Second Circuit issued a summary order the other day in a habeas case. It's called Ridgeway v. Zon, 09-4789-cv. I originally missed it since it did not have the customary "pr" after it. However, I looked closely at the titles of the list of summary orders, just in case, and the name just seemed familiar. It was not a case that appeared on the Pending Second Circuit Cases Page. That's because it was a Second Circuit COA grant with a pre-2010 docket number. In other words, a pre-ECF case, so no ability to search for the COA order.
Fortunately, my familiarity with the name of the case was because I wrote about the district court's decision (back when I was covering every district court decision that came out -- in retrospect, I can't believe I had the time to do that). You can read the DJ's decision here. This was a case where I thought the DJ's reasoning was completely unpersuasive on the IAC claim. The IAC claim was based on counsel's failure to consult an expert on vague evidence of sexual abuse. The Second Circuit has held, on several occasions, that counsel can be considered ineffective for this very reason. Nevertheless, the DJ did not grant a COA, but the Second Circuit did.
And the Second Circuit agreed with me that the IAC claim was "not without force." However -- and this really made my blood boil to the extreme -- the court concluded that its hands were tied because of Cullen v. Pinholster. Essentially, because the state court did not hold an evidentiary hearing to review the IAC claim, there was not enough facts in the state court record to conclude that the state court got it wrong, even though there are reasons to believe that further factual inquiry would show that counsel was ineffective.
And the Second Circuit appearred to voice some distaste with this situation. Here's what they say:
Ridgeway's appeal from his conviction under New York Criminal Procedure Law § 440.10 was decided on the merits by the Niagara County Court. The record in that court is sparse, to say the least, see Res. Br. 7-8 (discussing the state court record on appeal), and failed to establish conclusively that Ridgeway's counsel had not consulted a medical expert or ignored Ridgeway's request to call his relatives. To be sure, additional information proffered before the District Court appears to lend some credence to Ridgeway's claims. As in other cases, see Eze v. Senkowski, 321 F.3d 110, 135-36 (2d Cir. 2003), we might have remanded the cause to give Ridgeway's counsel an opportunity to explain behavior that does not appear to have been the product of "appropriate strategic considerations," Pavel v. Hollins, 261 F.3d 210, 223 (2d Cir. 2001) (finding that attorney's decision not to prepare a defense because he believed that the trial court would grant his motion to dismiss was "not the sort of conscious, reasonably informed decision made by an attorney with an eye to benefitting his client"). However, the Supreme Court has now apparently foreclosed that avenue for us here. See Cullen, 131 S. Ct. at 1413 (Sotomayor, J., dissenting) ("[n]ew evidence adduced at a federal evidentiary hearing is now irrelevant to determining whether a petitioner has satisfied § 2254(d)(1).").

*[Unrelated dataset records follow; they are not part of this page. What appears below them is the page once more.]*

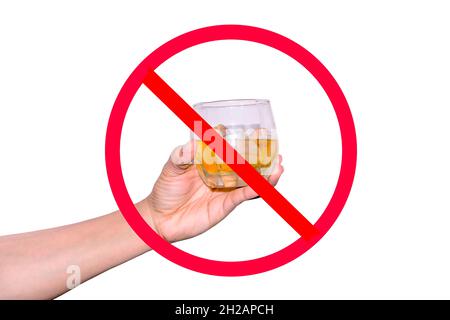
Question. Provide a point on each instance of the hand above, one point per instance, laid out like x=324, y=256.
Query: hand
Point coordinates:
x=181, y=206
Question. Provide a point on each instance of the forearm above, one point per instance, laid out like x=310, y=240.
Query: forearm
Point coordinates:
x=35, y=265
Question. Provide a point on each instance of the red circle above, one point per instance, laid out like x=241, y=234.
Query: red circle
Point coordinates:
x=215, y=33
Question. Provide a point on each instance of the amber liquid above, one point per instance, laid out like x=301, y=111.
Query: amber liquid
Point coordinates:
x=260, y=153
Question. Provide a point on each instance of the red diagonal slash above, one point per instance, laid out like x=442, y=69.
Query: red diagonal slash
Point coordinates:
x=265, y=190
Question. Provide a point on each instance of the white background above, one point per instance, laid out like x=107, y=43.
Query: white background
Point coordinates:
x=61, y=67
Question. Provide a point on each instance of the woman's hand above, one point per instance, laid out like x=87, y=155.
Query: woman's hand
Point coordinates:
x=181, y=206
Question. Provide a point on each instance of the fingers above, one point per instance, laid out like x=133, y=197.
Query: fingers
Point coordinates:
x=247, y=193
x=182, y=157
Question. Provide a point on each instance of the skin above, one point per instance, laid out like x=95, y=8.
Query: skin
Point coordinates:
x=34, y=265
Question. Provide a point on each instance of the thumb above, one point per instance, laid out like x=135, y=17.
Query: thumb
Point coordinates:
x=182, y=157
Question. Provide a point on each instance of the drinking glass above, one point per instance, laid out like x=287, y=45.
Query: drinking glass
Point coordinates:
x=249, y=127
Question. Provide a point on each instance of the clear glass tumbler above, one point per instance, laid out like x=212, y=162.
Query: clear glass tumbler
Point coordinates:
x=248, y=126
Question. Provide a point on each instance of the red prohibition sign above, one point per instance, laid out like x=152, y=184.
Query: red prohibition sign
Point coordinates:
x=145, y=74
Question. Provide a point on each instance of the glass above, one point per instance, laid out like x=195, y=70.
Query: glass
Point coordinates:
x=248, y=126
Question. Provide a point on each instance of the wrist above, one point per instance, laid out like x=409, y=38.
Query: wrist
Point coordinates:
x=147, y=213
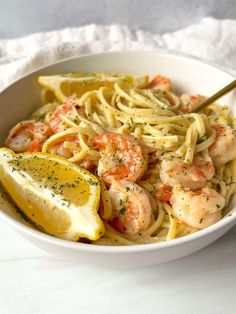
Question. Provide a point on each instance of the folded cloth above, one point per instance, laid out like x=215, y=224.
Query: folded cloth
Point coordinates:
x=211, y=39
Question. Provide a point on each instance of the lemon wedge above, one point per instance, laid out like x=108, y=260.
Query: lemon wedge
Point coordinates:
x=59, y=197
x=69, y=84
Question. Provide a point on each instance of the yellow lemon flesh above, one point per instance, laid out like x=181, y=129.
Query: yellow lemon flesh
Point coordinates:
x=68, y=84
x=59, y=197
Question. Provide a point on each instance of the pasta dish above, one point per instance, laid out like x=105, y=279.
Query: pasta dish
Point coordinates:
x=164, y=172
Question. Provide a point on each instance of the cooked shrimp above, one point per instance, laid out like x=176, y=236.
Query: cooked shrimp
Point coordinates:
x=189, y=102
x=224, y=147
x=121, y=157
x=28, y=135
x=161, y=82
x=198, y=209
x=164, y=193
x=67, y=109
x=131, y=207
x=194, y=176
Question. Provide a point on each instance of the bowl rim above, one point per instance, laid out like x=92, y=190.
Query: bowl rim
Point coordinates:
x=39, y=235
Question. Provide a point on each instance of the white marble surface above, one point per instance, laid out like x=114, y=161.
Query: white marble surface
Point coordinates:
x=34, y=282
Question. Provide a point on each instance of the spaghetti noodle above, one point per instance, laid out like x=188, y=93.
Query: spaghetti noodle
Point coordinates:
x=159, y=123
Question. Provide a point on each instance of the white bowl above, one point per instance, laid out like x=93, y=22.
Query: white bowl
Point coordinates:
x=188, y=75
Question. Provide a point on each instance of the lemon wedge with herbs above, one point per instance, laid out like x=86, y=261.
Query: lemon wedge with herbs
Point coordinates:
x=66, y=85
x=59, y=197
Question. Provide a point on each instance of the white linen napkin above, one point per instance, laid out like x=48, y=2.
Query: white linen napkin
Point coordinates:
x=211, y=39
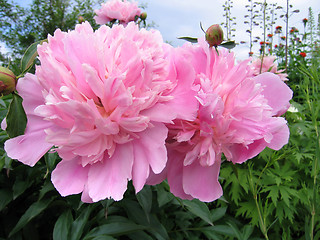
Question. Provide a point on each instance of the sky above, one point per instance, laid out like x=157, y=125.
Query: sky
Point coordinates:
x=177, y=18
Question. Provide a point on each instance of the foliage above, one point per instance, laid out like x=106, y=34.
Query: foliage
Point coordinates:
x=275, y=195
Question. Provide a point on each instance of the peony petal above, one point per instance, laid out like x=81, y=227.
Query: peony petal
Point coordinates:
x=202, y=182
x=69, y=177
x=140, y=168
x=153, y=139
x=149, y=151
x=28, y=148
x=175, y=170
x=109, y=179
x=30, y=90
x=280, y=134
x=275, y=91
x=242, y=153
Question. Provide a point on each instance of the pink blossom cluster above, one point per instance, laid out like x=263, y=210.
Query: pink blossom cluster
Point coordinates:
x=119, y=104
x=121, y=10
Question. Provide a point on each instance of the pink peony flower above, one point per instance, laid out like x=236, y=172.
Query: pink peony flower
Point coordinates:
x=236, y=116
x=102, y=99
x=124, y=11
x=268, y=65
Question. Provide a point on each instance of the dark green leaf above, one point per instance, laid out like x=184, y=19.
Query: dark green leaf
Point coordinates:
x=34, y=210
x=47, y=187
x=114, y=229
x=2, y=104
x=228, y=45
x=20, y=186
x=221, y=229
x=5, y=198
x=200, y=209
x=79, y=224
x=247, y=231
x=140, y=235
x=163, y=196
x=29, y=56
x=16, y=117
x=189, y=39
x=145, y=199
x=61, y=229
x=218, y=213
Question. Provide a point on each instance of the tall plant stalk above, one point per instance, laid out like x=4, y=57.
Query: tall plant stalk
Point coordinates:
x=287, y=30
x=264, y=33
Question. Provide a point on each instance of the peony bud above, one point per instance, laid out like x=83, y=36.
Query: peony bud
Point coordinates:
x=214, y=35
x=81, y=19
x=143, y=16
x=7, y=81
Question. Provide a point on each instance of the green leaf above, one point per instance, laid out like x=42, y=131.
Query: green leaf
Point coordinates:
x=47, y=187
x=145, y=199
x=189, y=39
x=220, y=229
x=115, y=229
x=19, y=187
x=163, y=196
x=228, y=45
x=16, y=117
x=29, y=56
x=218, y=213
x=235, y=229
x=61, y=229
x=34, y=210
x=200, y=209
x=247, y=231
x=2, y=104
x=80, y=222
x=5, y=198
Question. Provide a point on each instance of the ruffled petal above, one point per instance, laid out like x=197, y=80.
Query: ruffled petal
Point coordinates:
x=275, y=91
x=31, y=146
x=69, y=177
x=202, y=182
x=109, y=178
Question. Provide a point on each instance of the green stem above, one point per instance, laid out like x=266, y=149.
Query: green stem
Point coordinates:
x=316, y=161
x=264, y=34
x=255, y=197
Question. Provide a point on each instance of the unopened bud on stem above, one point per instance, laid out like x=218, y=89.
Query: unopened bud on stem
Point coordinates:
x=214, y=35
x=143, y=16
x=7, y=81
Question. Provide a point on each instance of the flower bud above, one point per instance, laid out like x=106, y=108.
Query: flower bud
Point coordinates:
x=7, y=81
x=143, y=16
x=214, y=35
x=81, y=19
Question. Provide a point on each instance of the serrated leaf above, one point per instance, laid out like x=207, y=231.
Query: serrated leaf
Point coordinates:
x=80, y=222
x=62, y=226
x=114, y=229
x=16, y=117
x=5, y=198
x=199, y=209
x=19, y=187
x=47, y=187
x=29, y=56
x=218, y=213
x=228, y=45
x=163, y=196
x=247, y=231
x=145, y=199
x=34, y=210
x=221, y=229
x=189, y=39
x=2, y=104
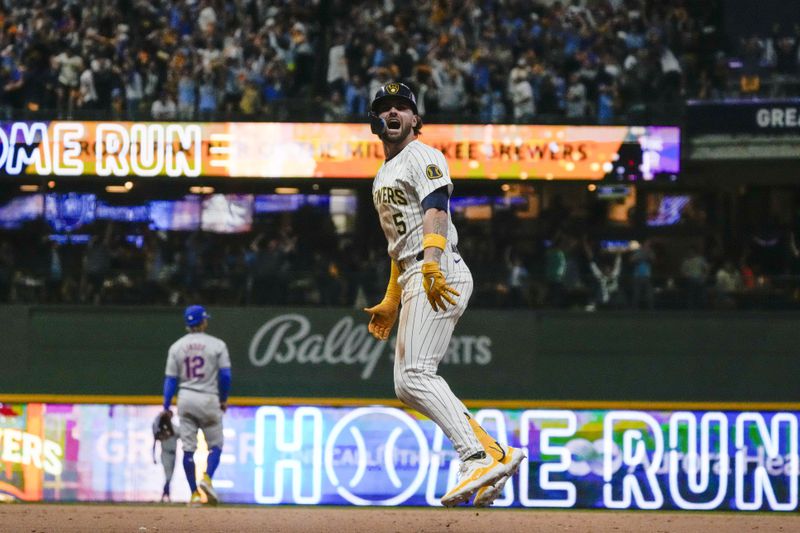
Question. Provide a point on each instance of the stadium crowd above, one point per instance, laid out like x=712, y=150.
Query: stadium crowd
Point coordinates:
x=300, y=259
x=491, y=60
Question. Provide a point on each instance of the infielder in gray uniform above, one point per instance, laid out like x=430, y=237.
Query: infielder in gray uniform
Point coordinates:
x=164, y=431
x=199, y=367
x=432, y=282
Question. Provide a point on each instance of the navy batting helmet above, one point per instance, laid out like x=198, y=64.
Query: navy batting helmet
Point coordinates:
x=394, y=90
x=194, y=315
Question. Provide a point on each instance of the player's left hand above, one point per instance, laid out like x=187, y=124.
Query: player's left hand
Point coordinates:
x=436, y=286
x=384, y=315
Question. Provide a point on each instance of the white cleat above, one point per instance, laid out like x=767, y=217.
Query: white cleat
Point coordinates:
x=472, y=475
x=208, y=490
x=487, y=494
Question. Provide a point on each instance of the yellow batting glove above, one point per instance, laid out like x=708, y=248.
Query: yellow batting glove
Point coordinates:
x=436, y=286
x=384, y=315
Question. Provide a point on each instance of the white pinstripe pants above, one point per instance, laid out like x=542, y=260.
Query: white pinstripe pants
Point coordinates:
x=423, y=337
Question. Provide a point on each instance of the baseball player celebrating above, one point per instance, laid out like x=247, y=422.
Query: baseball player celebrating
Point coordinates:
x=428, y=276
x=199, y=368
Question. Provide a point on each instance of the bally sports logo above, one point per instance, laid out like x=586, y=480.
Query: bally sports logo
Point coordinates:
x=289, y=338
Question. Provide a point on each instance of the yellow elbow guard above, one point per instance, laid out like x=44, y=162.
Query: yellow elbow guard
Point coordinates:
x=393, y=290
x=434, y=240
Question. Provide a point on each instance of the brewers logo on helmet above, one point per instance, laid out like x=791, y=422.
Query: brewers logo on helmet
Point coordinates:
x=394, y=90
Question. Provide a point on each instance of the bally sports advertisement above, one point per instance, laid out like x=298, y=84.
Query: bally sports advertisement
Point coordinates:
x=377, y=456
x=335, y=150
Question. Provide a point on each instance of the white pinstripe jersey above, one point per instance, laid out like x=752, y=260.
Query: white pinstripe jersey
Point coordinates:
x=398, y=190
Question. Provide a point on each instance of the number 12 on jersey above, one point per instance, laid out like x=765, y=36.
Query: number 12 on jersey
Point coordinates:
x=193, y=366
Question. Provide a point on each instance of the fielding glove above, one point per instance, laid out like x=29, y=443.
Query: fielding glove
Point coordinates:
x=436, y=286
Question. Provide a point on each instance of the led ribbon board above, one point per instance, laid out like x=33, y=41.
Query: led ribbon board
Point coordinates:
x=316, y=150
x=690, y=460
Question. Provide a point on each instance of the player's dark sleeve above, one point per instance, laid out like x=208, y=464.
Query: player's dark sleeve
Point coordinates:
x=170, y=386
x=437, y=199
x=224, y=379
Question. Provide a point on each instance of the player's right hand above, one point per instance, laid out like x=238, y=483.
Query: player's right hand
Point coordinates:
x=436, y=286
x=384, y=315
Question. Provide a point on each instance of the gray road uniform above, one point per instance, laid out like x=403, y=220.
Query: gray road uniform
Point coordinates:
x=195, y=359
x=423, y=335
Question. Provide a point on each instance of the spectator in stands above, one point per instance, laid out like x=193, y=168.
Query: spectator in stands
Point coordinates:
x=96, y=267
x=728, y=282
x=642, y=259
x=521, y=94
x=164, y=107
x=207, y=101
x=695, y=270
x=338, y=74
x=555, y=271
x=607, y=292
x=187, y=94
x=335, y=109
x=7, y=263
x=70, y=66
x=576, y=97
x=518, y=282
x=134, y=90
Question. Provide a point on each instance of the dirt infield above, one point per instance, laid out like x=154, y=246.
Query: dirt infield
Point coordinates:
x=32, y=518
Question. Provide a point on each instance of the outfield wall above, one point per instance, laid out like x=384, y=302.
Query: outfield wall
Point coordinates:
x=591, y=459
x=496, y=356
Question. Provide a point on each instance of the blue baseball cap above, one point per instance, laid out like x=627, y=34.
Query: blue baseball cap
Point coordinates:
x=194, y=315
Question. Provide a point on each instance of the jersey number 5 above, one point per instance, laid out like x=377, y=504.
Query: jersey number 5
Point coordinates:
x=399, y=223
x=193, y=367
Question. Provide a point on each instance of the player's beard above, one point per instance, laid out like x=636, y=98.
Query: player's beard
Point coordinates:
x=398, y=136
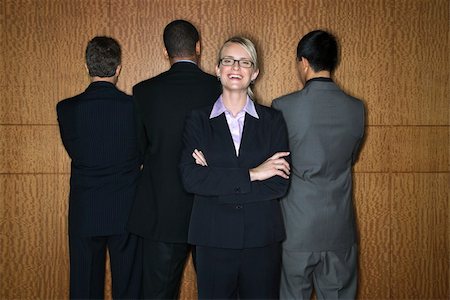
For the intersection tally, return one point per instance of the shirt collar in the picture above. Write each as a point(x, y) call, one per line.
point(323, 79)
point(186, 60)
point(220, 108)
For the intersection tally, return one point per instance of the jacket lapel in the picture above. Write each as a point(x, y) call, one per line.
point(223, 135)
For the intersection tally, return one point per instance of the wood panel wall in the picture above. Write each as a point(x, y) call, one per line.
point(395, 56)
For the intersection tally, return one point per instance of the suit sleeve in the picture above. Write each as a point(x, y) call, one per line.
point(140, 128)
point(207, 181)
point(360, 142)
point(220, 181)
point(65, 126)
point(276, 186)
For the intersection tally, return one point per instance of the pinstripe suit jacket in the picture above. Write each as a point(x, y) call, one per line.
point(98, 131)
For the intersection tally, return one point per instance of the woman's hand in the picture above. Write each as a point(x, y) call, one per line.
point(199, 158)
point(273, 166)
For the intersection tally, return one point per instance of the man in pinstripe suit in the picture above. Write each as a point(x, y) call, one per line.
point(98, 131)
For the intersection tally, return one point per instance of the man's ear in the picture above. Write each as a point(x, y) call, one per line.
point(198, 48)
point(118, 69)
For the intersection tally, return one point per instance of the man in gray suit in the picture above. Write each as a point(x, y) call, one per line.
point(325, 127)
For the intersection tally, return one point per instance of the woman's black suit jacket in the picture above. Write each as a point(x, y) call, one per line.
point(229, 210)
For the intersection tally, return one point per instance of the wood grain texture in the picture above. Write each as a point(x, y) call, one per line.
point(375, 153)
point(30, 149)
point(422, 82)
point(395, 57)
point(372, 205)
point(420, 248)
point(419, 149)
point(34, 260)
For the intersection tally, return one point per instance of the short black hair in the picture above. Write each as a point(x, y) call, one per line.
point(103, 56)
point(180, 38)
point(320, 49)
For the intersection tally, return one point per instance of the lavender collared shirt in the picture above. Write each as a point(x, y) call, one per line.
point(235, 124)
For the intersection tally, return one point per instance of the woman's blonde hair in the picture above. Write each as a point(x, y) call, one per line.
point(250, 48)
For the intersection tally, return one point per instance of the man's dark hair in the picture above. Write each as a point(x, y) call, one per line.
point(320, 49)
point(103, 55)
point(180, 38)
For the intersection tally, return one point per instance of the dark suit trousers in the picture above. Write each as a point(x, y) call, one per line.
point(163, 269)
point(87, 266)
point(252, 273)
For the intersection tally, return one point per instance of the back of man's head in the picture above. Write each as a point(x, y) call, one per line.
point(320, 49)
point(103, 56)
point(180, 38)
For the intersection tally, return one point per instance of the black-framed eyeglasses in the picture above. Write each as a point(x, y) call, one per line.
point(243, 63)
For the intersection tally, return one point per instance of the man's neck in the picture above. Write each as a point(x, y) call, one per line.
point(112, 79)
point(173, 60)
point(323, 74)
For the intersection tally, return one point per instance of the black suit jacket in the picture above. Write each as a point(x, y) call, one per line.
point(229, 210)
point(98, 131)
point(162, 207)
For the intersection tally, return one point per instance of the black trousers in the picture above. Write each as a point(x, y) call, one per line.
point(163, 269)
point(87, 266)
point(252, 273)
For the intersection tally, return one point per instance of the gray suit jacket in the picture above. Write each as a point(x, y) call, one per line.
point(325, 128)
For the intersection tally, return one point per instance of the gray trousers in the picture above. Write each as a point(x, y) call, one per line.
point(333, 274)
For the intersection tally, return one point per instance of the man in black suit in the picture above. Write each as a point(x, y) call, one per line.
point(98, 131)
point(162, 208)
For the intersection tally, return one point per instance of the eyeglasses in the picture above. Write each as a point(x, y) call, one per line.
point(243, 63)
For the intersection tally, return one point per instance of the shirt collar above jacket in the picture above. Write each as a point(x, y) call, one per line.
point(220, 108)
point(101, 84)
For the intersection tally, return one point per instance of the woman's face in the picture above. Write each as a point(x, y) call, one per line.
point(235, 77)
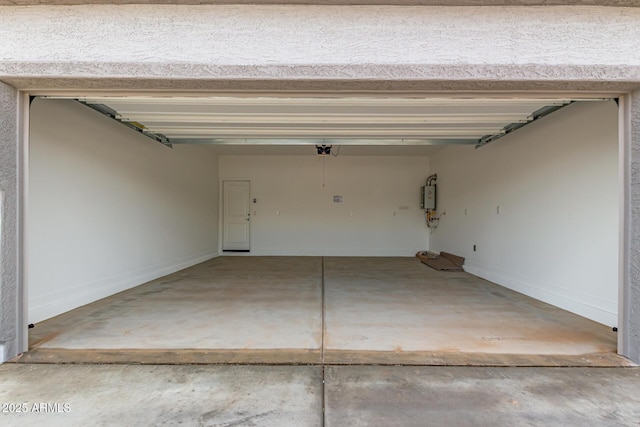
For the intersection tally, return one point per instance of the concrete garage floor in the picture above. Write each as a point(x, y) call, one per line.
point(322, 310)
point(232, 395)
point(323, 322)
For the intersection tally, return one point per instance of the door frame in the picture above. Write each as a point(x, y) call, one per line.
point(221, 217)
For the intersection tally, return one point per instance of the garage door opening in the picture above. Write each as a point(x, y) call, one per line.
point(330, 274)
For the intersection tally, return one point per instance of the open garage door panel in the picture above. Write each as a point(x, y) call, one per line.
point(343, 121)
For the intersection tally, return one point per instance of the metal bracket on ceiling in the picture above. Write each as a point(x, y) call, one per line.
point(512, 127)
point(112, 114)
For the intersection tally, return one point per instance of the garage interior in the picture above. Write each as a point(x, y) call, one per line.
point(135, 256)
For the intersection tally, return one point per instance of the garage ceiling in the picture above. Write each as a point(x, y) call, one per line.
point(367, 121)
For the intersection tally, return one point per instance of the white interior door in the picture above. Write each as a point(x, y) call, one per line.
point(236, 216)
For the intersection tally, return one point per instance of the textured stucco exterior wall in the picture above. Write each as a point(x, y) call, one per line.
point(320, 47)
point(8, 221)
point(283, 48)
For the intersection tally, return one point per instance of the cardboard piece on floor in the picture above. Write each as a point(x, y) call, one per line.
point(443, 262)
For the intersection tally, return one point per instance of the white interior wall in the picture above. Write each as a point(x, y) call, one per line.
point(110, 209)
point(556, 236)
point(295, 215)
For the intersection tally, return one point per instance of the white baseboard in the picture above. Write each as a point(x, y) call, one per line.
point(55, 303)
point(403, 252)
point(565, 299)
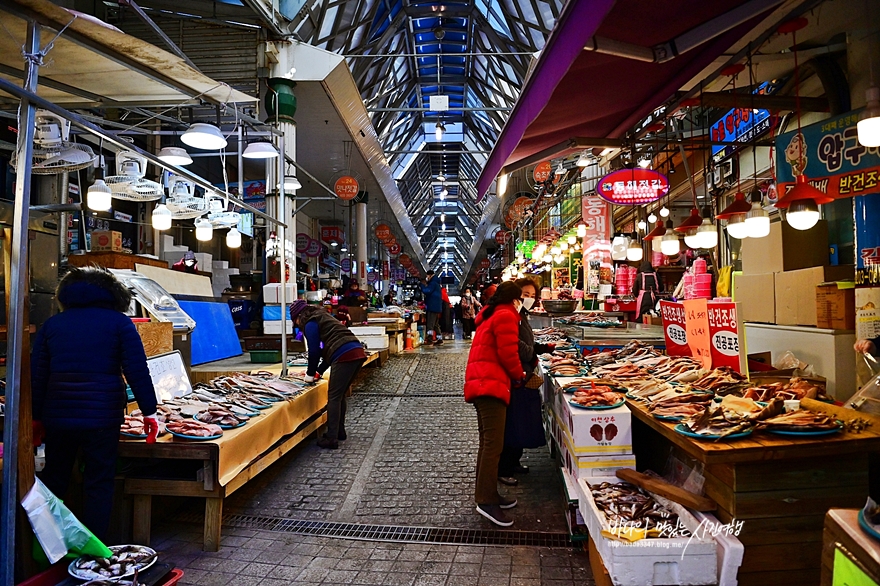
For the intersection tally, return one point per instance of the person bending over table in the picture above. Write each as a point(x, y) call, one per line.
point(331, 345)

As I have said before, this is a real, real problem. It renders the system entirely unfair. There is now a huge loophole in the law. This case shows it. When faced with a decent claim that requires more factfinding, an uninterested state court can simply immunize a denial of relief from habeas review by failing to hold a hearing.
This is completely untenable. The AEDPA needs to be amended.